November’s presidential election will be a re-run of 1932, but with one significant difference. Instead of Franklin Roosevelt challenging Herbert Hoover, 2012 has a Herbert Hoover look-alike against a pale impersonator of FDR. A Mitt Romney victory will give us the same failed policies that muddled us through the Great Depression’s early years. Re-election of Barack Obama only prolongs his liberal version of muddling.

Roosevelt won in 1932 because it was obvious that the Republican president was unwilling to take the forceful steps necessary to bring the nation out of the doldrums of massive unemployment and economic stagnation. Romney may win in 2012 because Barack Obama failed to follow the aggressive practices instituted by FDR to reduce unemployment and put private business back to work.

But electing Romney will not initiate the recovery that followed Roosevelt’s inauguration. Instead, the Republicans still believe, despite the evidence of history, that unregulated capitalism is the surest way to recovery and prosperity. They apparently slept through that section of American history that dealt with the 1920s and 30s.

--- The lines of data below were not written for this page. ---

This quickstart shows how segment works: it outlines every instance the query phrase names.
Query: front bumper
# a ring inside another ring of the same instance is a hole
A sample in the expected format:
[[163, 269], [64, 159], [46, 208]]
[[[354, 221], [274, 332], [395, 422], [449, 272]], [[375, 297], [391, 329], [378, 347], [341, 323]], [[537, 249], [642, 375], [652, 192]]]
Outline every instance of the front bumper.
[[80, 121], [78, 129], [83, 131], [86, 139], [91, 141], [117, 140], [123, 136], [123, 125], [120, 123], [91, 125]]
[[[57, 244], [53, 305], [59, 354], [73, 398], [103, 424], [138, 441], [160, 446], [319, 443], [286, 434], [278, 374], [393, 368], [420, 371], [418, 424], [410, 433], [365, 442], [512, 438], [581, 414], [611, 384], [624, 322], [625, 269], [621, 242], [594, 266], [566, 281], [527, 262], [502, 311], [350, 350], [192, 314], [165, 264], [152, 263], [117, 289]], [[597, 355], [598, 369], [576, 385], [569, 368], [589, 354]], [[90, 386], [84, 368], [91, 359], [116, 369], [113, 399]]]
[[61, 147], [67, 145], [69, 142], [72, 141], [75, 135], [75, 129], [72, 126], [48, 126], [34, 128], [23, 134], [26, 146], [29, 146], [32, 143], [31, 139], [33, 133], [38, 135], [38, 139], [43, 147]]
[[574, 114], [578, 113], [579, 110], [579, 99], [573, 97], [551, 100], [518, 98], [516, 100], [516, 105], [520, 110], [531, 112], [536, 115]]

The last three years of Hoover’s only term are an image of what four years of a Romney administration would look like. Hoover, like his modern counterpart, was too committed to conservative ideology to deal effectively with the severe economic crisis facing the nation.

To Hoover, a balanced budget was essential. He managed that only in the early part of his administration. By the end of his term even this advocate of fiscal responsibility had resorted to deficit spending.

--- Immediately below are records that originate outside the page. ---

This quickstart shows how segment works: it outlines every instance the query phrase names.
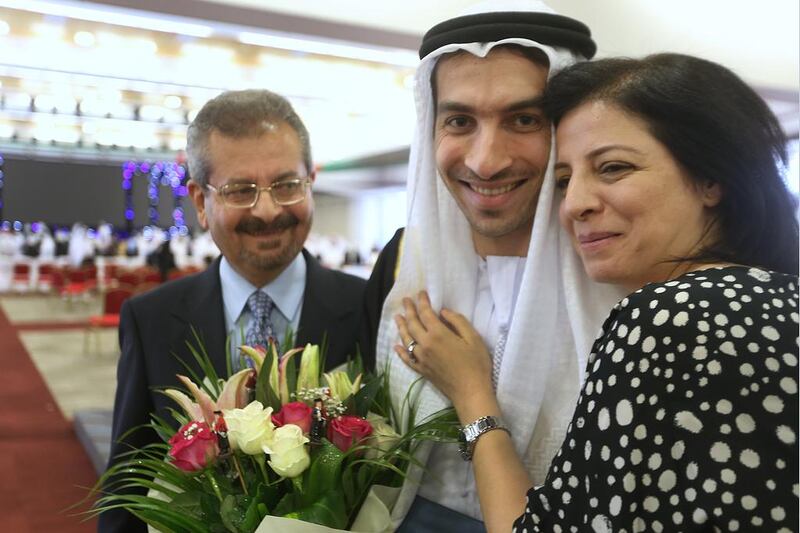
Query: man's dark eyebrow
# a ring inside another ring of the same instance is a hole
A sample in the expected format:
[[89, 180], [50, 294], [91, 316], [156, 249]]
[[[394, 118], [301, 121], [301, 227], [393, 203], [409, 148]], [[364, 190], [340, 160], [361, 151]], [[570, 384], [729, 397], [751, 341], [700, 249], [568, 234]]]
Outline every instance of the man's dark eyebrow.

Romney talks of a balanced budget but only at some point in the future. For the next four years, regardless of which party controls the presidency, the national debt will increase by a trillion dollars each year. Even Romney will need a constantly rising debt ceiling. If he takes us to war in Syria, Iran or Yemen, his deficits may exceed Obama’s.

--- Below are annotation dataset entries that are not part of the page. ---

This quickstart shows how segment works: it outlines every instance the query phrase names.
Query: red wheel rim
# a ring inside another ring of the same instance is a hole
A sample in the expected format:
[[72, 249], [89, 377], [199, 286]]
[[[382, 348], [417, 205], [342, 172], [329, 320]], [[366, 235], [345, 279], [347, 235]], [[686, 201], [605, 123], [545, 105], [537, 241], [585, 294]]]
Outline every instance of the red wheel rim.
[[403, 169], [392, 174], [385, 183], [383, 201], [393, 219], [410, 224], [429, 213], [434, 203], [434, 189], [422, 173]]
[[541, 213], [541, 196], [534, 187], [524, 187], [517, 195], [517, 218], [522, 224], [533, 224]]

A balanced budget in the midst of our economic crisis, unmatched since the Great Depression, is foolhardy. Americans had no qualms about deficits as a means of fighting World War II. The Great Depression and the current Great Recession are the economic equivalents of that war.

Obama’s failure has been his timidity in using deficit finance to fight this economic catastrophe. Romney simply scorns its use.

In support of their balanced budget demand, Republicans enjoy comparing governmental and family budgets. They argue that families have to live within their income, spending no more than they take in. Rot!

A family purchasing a home or car does so on borrowed money. As long as the family meets the mortgage or makes car payments while still maintaining a decent standard of living, there is no problem. But the millions of Americans who in the last four years have lost their homes to foreclosure or had their cars repossessed demonstrate that the government budget isn’t the only one that relies on deficits. But just as most families can manage their debt, so can government.

The Romney plan would emulate Hoover’s initial effort to cope with the depression: cut spending. We have seen what happens when European banks, through the threat of withholding loans, imposed force austerity on Greece first and very likely on several other struggling nations. Massive unemployment followed, caused by dismissing government workers and layoffs in the private sector.

For the next four years, no matter who wins, America faces a prolonged slump that will rival in length the hard times of the 1930s. Missing will be the hope that grew with FDR’s firm handling of the crisis he faced. Instead, the next presidential term will be marked by a growing despair as whichever candidate wins is unable to cope with the task ahead.

Ralph E. Shaffer is professor emeritus of history at Cal Poly Pomona (Calif.) and an occasional contributor to Stephens Media.